Così si confondono le vittime e i carnefici. Del resto Liberazione parla di uno «scontro di fondamentalismi». Quello della «Nigeria islamica» e quello di un mostruoso «Occidente cristiano» che sarebbe colpevole di immoralità. Giustamente Avvenire ha - sommessamente, molto sommessamente - protestato per questa versione dei fatti, facendo notare fra l’altro che non esiste una «Nigeria islamica»: evidentemente a Liberazione non hanno tanta voglia di documentarsi e ignorano che il 50 per cento della popolazione è cristiana e che i morti cristiani sono tutti neri, non bianchi occidentali.

Tuttavia anche Avvenire sembra fuggire come la peste la verità di quei tragici fatti. Dice che “la questione etnica porta ancora allo scontro” e poi cerca di convincerci che «dietro l’apparenza di un conflitto che nasce e si alimenta anche delle diversità religiose» ci sarebbero questioni politiche e sociali, addirittura di classe.
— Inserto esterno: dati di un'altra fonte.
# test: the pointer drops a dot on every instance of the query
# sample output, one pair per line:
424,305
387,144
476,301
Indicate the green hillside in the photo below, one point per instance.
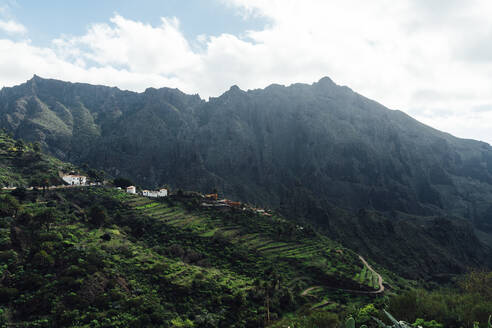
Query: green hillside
100,257
23,165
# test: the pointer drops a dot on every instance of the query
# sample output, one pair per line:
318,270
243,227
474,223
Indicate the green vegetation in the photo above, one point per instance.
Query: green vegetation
102,258
24,165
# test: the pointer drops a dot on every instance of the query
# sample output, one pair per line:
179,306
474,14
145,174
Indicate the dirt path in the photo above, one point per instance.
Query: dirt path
380,279
306,292
380,283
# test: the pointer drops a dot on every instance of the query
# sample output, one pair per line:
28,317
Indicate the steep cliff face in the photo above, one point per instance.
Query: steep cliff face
305,149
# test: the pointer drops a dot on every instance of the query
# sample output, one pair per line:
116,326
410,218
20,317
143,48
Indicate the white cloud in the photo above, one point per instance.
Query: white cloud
12,27
430,58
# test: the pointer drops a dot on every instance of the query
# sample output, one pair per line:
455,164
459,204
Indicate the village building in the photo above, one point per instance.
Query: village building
155,193
75,179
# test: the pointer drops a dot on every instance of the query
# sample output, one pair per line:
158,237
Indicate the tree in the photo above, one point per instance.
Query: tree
9,206
98,175
122,182
20,193
36,146
98,215
19,144
46,217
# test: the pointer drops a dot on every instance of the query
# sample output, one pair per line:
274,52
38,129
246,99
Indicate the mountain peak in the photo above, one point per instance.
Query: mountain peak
234,88
326,81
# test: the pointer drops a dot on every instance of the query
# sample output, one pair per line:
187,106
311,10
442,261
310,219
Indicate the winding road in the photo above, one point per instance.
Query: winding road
368,266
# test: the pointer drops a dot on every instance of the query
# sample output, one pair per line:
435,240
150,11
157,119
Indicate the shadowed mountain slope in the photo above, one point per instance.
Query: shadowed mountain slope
309,150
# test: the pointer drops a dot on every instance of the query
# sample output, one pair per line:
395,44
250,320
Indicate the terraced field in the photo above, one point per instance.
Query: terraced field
266,236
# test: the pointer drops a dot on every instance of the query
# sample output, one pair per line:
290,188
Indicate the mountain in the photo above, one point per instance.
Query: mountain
320,152
96,256
99,257
25,165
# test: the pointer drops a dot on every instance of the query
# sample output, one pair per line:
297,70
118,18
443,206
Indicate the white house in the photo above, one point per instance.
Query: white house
75,180
155,193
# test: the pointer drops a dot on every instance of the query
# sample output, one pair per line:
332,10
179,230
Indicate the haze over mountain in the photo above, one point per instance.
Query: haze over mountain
320,151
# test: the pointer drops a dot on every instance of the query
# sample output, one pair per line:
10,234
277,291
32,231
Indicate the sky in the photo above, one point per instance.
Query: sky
429,58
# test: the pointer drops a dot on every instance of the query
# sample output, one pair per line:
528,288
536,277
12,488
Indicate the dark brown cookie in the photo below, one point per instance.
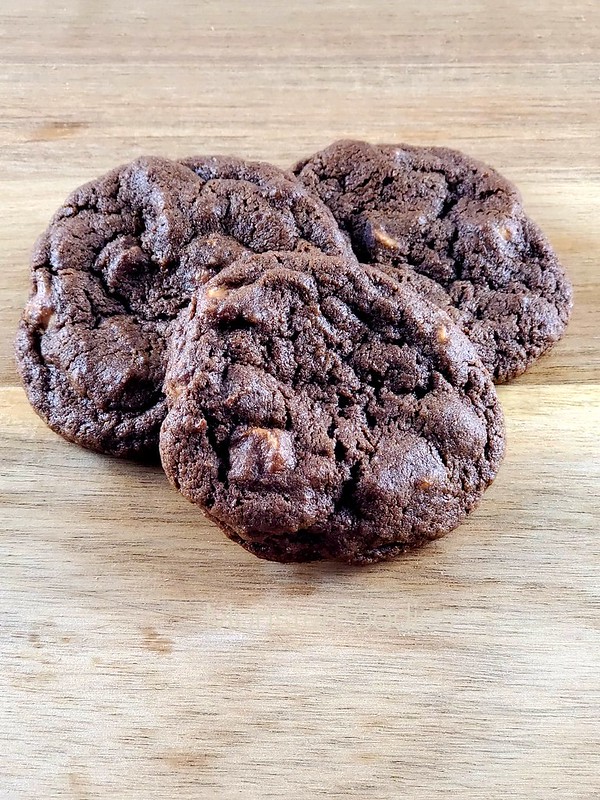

Hanno una gran paura, in ambiente clericale, a nominare il problema: l’Islam «versus» il cristianesimo. Alle più diverse latitudini, nella più totale diversità di Situazioni sociali e politiche, i regimi islamici o i gruppi fondamentalisti perseguitano i cristiani, li umiliano, li massacrano o ne limitano drammaticamente la libertà. Così come fanno i regimi comunisti. È una verità così difficile da dire? Più si tarda a riconoscerla più drammatico sarà il risveglio suonato, purtroppo, da tanti altri «11 settembre».